Warm water in Antarctica is causing troubling developments along an ice shelf. (Alexsandra Mazur)
For the first time, scientists have visited the northwestern face of the vast Thwaites Ice Shelf, in Antarctica, and discovered that it is inundated with warm water from multiple directions, which could speed its melting.
When the researchers used an autonomous underwater vehicle to collect oceanographic measurements, they were surprised to find a mass of warm water flowing westward from Pine Island Bay, suggesting that Thwaites Ice Shelf may be unexpectedly vulnerable to conditions in this distant region. The team reported the findings April 9 in Science Advances.
The ice shelf juts out from Thwaites Glacier, which is part of the West Antarctic Ice Sheet and currently covers an area larger than the state of Florida. However, the glacier is losing about 50 billion tons of ice more than it receives in snowfall annually.
"Thwaites Glacier is one of the largest glaciers in Antarctica, and it holds a lot of fresh water," said Anna Wåhlin, a professor of physical oceanography at the University of Gothenburg, in Sweden, and first author of the paper. "If all that water were to enter the ocean, it would raise global sea levels quite significantly."
As ice flows down to the coastline in a slow river and meets the sea, it forms a floating platform. Until now, researchers have been unable to access the water below this ice shelf, and only some parts of the remote area have been explored by icebreakers.

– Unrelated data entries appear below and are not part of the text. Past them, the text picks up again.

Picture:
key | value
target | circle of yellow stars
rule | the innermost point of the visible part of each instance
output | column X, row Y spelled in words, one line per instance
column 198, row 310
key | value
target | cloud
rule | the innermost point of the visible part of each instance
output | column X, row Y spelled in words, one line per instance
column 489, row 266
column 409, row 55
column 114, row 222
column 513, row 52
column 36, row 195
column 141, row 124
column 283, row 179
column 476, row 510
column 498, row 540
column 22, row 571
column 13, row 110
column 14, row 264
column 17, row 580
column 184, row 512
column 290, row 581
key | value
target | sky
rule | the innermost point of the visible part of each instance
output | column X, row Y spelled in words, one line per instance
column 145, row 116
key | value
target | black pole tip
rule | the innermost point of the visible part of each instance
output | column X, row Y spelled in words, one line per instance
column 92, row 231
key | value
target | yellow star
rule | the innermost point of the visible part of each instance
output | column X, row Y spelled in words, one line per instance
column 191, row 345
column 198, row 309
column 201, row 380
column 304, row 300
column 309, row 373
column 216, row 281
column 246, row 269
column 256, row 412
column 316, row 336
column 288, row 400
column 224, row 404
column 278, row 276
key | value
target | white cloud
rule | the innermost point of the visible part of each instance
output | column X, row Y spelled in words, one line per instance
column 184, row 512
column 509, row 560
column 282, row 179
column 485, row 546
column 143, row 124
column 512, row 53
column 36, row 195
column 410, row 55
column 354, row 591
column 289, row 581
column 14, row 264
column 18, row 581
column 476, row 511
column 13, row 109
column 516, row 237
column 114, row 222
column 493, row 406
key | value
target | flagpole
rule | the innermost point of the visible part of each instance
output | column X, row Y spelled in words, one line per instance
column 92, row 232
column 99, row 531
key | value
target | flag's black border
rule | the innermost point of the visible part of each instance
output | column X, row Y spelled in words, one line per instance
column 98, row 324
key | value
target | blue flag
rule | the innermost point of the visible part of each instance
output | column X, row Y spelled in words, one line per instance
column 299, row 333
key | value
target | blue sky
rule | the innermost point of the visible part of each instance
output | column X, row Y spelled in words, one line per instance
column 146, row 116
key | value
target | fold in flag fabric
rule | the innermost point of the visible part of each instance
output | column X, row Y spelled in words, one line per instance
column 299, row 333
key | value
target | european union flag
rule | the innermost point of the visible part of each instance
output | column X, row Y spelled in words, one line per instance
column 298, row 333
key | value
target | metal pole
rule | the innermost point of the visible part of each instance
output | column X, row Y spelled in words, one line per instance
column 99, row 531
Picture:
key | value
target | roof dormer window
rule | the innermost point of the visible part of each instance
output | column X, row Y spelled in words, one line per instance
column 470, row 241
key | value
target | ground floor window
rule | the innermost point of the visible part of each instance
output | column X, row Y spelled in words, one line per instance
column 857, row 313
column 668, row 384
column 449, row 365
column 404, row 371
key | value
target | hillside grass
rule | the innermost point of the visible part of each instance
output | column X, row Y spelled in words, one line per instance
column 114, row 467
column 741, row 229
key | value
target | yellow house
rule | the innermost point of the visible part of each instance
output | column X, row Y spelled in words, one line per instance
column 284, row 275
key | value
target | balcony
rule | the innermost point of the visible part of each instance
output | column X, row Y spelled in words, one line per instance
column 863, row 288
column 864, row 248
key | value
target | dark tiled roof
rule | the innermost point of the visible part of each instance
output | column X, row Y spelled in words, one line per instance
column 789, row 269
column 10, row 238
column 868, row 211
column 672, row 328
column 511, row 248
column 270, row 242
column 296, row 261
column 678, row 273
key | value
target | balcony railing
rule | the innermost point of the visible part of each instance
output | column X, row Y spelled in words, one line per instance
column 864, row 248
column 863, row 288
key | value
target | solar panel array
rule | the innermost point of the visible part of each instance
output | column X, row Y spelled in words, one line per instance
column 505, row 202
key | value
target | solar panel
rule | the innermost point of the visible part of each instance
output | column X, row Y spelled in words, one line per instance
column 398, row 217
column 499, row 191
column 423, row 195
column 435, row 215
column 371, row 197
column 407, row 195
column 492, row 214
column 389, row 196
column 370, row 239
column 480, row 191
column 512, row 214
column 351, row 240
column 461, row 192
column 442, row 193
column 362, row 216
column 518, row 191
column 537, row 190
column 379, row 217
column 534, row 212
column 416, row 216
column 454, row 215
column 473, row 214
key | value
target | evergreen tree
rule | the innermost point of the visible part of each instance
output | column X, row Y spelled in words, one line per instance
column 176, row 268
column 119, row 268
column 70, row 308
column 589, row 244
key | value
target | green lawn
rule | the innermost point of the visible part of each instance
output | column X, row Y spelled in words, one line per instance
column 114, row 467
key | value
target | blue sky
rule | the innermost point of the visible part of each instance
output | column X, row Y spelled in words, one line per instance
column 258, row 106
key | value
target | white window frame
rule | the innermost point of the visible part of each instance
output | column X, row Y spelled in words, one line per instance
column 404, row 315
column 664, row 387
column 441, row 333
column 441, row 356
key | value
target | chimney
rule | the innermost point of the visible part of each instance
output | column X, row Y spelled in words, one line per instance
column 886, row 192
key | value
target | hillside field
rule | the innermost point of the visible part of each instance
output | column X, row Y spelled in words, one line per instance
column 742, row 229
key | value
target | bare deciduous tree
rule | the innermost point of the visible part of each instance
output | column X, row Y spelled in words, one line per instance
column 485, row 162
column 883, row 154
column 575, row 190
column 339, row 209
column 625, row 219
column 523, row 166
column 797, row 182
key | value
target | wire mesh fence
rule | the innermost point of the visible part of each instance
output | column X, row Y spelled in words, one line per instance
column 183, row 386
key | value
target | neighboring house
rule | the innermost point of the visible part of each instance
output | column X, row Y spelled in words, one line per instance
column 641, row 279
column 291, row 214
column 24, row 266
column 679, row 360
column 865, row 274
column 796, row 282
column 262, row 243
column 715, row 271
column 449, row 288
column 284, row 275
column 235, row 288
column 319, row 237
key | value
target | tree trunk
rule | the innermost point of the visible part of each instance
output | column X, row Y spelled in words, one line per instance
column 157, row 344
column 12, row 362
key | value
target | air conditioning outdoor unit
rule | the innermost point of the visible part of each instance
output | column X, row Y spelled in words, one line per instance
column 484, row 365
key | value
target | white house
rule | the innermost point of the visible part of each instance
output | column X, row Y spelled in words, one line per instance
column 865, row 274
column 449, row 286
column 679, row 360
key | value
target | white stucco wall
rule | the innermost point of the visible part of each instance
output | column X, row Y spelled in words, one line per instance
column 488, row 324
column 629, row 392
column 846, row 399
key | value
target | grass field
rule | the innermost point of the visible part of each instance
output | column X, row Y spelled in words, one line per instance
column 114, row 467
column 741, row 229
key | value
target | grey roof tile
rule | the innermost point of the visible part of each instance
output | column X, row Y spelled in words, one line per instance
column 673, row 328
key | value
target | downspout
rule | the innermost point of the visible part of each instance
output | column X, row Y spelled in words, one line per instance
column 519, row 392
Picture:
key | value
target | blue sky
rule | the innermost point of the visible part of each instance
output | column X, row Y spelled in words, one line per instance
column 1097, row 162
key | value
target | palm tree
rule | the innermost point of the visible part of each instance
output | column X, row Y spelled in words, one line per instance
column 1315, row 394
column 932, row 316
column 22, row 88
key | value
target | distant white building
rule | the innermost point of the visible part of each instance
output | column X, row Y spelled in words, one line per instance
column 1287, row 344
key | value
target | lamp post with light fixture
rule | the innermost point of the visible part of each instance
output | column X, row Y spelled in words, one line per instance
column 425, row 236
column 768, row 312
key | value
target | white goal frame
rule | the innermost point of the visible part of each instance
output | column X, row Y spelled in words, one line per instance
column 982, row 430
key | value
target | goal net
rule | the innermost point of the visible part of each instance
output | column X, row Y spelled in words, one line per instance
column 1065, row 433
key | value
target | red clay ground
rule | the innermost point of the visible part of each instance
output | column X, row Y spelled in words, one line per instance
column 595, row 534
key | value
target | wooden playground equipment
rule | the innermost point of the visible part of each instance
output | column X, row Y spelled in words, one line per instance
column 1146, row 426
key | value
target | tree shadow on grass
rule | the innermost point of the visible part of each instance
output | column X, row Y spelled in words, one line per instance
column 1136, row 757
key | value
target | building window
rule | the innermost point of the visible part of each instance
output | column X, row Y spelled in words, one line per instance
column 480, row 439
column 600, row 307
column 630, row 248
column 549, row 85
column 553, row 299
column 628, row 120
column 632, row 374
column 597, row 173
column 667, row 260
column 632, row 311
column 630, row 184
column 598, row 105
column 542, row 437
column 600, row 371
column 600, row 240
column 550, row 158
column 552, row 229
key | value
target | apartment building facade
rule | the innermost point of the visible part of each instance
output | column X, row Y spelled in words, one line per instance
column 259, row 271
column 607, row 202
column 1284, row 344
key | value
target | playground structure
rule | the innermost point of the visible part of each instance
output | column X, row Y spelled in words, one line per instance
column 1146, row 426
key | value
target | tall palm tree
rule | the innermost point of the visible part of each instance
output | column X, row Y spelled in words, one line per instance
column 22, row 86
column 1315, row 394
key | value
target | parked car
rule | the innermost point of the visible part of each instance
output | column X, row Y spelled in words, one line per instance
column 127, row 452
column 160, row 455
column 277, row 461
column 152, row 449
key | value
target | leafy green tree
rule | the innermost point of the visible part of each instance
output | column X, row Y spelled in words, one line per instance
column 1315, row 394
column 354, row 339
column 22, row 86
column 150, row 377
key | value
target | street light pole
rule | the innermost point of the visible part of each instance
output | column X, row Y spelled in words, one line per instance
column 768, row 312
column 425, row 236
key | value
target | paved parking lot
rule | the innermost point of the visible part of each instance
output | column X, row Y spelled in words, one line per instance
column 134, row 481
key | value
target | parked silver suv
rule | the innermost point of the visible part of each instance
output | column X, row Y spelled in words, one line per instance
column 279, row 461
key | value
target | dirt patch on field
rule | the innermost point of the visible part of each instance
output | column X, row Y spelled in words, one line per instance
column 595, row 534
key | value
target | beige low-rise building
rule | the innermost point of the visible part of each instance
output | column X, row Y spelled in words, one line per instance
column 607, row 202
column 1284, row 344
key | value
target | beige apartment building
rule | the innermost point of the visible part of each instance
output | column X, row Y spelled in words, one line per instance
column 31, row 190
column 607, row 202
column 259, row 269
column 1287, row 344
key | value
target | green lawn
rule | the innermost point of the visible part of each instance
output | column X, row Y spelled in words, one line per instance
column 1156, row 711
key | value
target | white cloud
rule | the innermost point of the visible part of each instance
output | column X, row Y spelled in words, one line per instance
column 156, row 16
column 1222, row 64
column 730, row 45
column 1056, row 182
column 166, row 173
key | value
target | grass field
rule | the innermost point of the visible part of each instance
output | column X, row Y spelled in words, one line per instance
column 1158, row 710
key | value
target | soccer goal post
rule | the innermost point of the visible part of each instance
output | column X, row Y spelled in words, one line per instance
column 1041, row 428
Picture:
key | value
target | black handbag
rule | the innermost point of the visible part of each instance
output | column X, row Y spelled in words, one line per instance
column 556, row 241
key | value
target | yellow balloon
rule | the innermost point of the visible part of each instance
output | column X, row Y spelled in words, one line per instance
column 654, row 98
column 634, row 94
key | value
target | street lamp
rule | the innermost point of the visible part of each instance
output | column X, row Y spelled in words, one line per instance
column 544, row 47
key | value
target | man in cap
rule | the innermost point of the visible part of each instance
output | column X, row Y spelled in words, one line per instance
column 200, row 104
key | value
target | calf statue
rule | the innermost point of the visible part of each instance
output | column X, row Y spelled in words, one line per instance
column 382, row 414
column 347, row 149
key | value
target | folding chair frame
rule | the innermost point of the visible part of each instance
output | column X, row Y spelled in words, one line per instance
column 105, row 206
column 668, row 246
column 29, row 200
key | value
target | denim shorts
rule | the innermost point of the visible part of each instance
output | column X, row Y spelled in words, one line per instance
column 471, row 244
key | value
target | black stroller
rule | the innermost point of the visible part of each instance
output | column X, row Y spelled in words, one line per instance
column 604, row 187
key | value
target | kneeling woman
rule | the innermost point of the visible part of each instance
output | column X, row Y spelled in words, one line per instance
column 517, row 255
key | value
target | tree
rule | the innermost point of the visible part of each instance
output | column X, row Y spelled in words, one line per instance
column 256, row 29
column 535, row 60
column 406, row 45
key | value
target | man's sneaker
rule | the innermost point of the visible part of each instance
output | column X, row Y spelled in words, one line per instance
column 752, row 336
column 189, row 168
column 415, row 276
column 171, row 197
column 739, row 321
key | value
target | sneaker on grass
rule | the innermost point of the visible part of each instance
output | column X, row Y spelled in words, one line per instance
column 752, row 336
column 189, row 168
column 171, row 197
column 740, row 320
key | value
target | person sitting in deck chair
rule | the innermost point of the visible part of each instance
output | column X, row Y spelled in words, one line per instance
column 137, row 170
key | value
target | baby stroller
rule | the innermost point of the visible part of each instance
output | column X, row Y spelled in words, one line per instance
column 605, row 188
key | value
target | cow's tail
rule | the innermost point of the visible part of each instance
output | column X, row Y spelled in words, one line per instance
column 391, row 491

"The northwestern face of the ice shelf — that has never been reached before by any vessel," Wåhlin said.
However, in February 2019, the ice unexpectedly opened up enough to allow the ship carrying Wåhlin and her colleagues to explore previously uncharted waters along the central and western parts of the Thwaites Ice Shelf front.
"It was quite a moment to stand there on the bridge with everyone [in] dead silence and just see it appear out of the mist," she said.
Wåhlin and her colleagues used instruments aboard the ship and sent an uncrewed vehicle beneath the shelf to collect information on depth, temperature, salinity, oxygen levels and speed of water currents.
Researchers had predicted that three deep troughs in the seafloor were directing warm water flowing southward into the cavity beneath the ice shelf, where it meets the ice, melting some of it. The uncrewed vehicle explored two of these troughs and observed two distinctively different masses of water flowing into the area. One was relatively less salty and had more oxygen, similar to measurements for water from farther east, in Pine Island Bay.
The fact that this water can still be distinguished about 100 kilometers from its source could indicate that water is flowing steadily along two paths, one to the north and west and one to the east, Wåhlin and her colleagues wrote in the study.
Scientists thought that the way from Pine Island Bay to the ice shelf was blocked by an underwater ridge, but the findings suggest that this ridge may lie deeper or be less extensive than expected.
"That tells us that there is a deep connection that no one knew about," Wåhlin said.
The eastern part of Thwaites Ice Shelf has a roughly triangular shape, with the tip pointing north. Here, the ice shelf rests on a raised area of the seafloor; this so-called pinning point holds back some of the ice flowing out to sea. Wåhlin and her team found that the warm, salty water masses entered the cavity beneath the ice shelf from both sides of this pinning point.
The researchers estimated that the heat being transported in through just one of the underwater troughs was sufficient to melt ice at a rate of 85 gigatons per year, similar to estimates for melt beneath the entire ice shelf between 2010 and 2018.
"It could be that this is an abnormal situation that we observed, or it could be that melting has sped up quite significantly from 2010 to 2018," Wåhlin said.
This would spell trouble for the pinning point.
"The fact that it is open for those warm waters [from] all over, it tells us that this pinnacle is probably not sustainable in the long run," Wåhlin said. "And if the pinning point goes, that means that the ice on land will speed up and move faster out into the ocean."
But this wouldn't necessarily be disastrous for the ice shelf as a whole. It's possible that the influx of ice would cool the surrounding waters.
"It could be that that effect is overcoming the effect of melting the ice, so it could be that it might self-regulate," Wåhlin said. "We have to see what happens in the coming years."
She and her colleagues will return to Thwaites Ice Shelf in January, and they hope to send their autonomous underwater vehicle farther beneath the shelf.
"One thing we would like to know is what happens when this warm water comes into contact with the ice," Wåhlin said. "And also, how far does this warm water mass go underneath the ice shelf?"
The study, "Pathways and modification of warm water flowing beneath Thwaites Ice Shelf, West Antarctica," published April 9 in Science Advances, was authored by A. K. Wåhlin and B. Y. Queste, University of Gothenburg; A. G. C. Graham, University of South Florida; K. A. Hogan and R. D. Larter, British Antarctic Survey; L. Boehme, University of St Andrews; E. C. Pettit, Oregon State University; J. Wellner, University of Houston; and K. J. Heywood, University of East Anglia.